A surprisingly weak jobs report cast a shadow over the economy,
undermining several weeks of positive data and diluting hopes of an
accelerating recovery.

U.S. employers added just 39,000 payroll jobs in November, a sharp
slowdown from the prior month, the Labor Department said. The
unemployment rate jumped to 9.8% from 9.6% in part due to more people joining the labor pool.

The report contradicted a recent string of optimistic data, from
retail sales to housing, leading many analysts to suggest the figures
could be a statistical aberration rather than the beginning of a
weakening labor market. Indeed, the government on Friday revised jobs data for September and October to show stronger numbers in those months, though the rise was still far too slow to improve the labor
picture substantially.

The latest figures underscore the fragility of the recovery more than
a year after the economy resumed growth. Employers, while no longer
cutting jobs on a large scale, remain cautious about substantial
hiring amid weak, albeit improving, consumer sentiment. Private-sector
employers added just 50,000 jobs last month, offsetting the 11,000
drop in government employment driven by local budget cuts.

The disappointing job report comes in the wake of a series of upbeat
indicators, including signs that consumers were boosting spending in
stores in the run-up to the holidays and a surging stock market.

Consumer sentiment—crucial in an economy where their spending accounts for 70% of demand—rose in November to its highest level since June. November auto sales jumped 17% from their year-earlier pace. In housing, an index of pending home sales surged more than 10% in October. Construction spending has increased for two months. Factory output and corporate profits continue to grow.

"The real world probably is not doing quite as poorly as these data
suggest," said Credit Suisse chief economist Neal Soss. "That is not
to say the reality is satisfactory."

The U.S. economy added far fewer jobs than expected in November while the unemployment rate rose to 9.8%, the highest since April,
underlining continued weakness in the labor market. Evan Newmark,
Dennis Berman, Steve Russolillo, Phil Izzo and Sudeep Reddy discuss.

The market rose slightly Friday, with the Dow rising 19.68 to
11382.09. Oil hit another 25-month high. This week, other strong data
and the anticipation of good jobs numbers pushed the Dow up nearly 300 points, to just below its high for the year.

Even Goldman Sachs economists, who have been among the most bearish forecasters in recent years, this week raised their projection for
2011 economic growth to 2.7% from 2% previously.
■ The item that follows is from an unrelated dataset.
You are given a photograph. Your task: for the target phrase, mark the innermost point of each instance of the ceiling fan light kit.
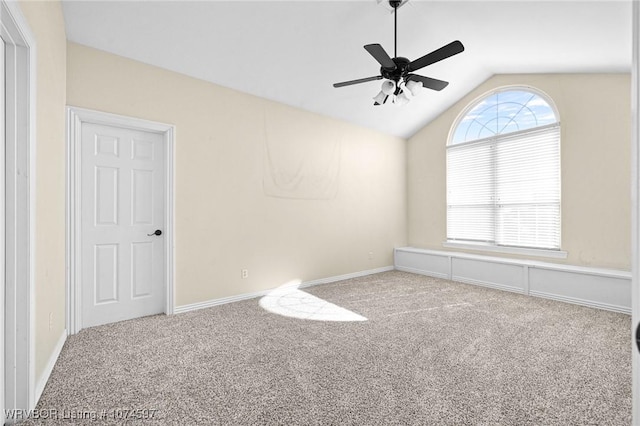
(397, 71)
But the firm still
expects the unemployment rate to remain high, ending 2012 at 8.5%,
following estimated growth of 3.6% that year.

"The economy is not sprinting, it's not walking, but it's crawling
forward," said Sam Geil, chief executive of Geil Enterprises, a
Fresno, Calif., firm that provides janitorial and security services.

His company, with about 450 workers, has seen activity picking up
since September and expanded payroll by 17 jobs last month. Mr. Geil
said he's noticed some people coming in as their unemployment benefits run dry. "It's the lower-paying jobs," Mr. Geil said. "We're not
adding at the higher level. We just don't have the need."

The numbers are likely to relieve some criticism of the Federal
Reserve's $600 billion bond-buying program, which central bank
officials launched last month amid worries about a prolonged period of
slow growth. The figures also increased the likelihood that Congress
would extend tax cuts and federal unemployment benefits that expired
this week, and perhaps consider new measures to boost growth, such as a payroll-tax holiday.

Rep. John Boehner (R., Ohio), the incoming House Speaker, said the
weak job growth was "clearly no match for the uncertainty families and
small businesses are facing, which is why we must cut spending and
stop all the looming tax hikes."

Austan Goolsbee, chairman of the White House Council of Economic
Advisers, said terminating unemployment benefits or not extending
middle-class tax cuts would "pull the rug out from under the nation's
recovery."

The figures illustrate a divergence between sectors of the economy.
Goods-producing sectors lost 15,000 jobs during the month due to
declines in construction and manufacturing.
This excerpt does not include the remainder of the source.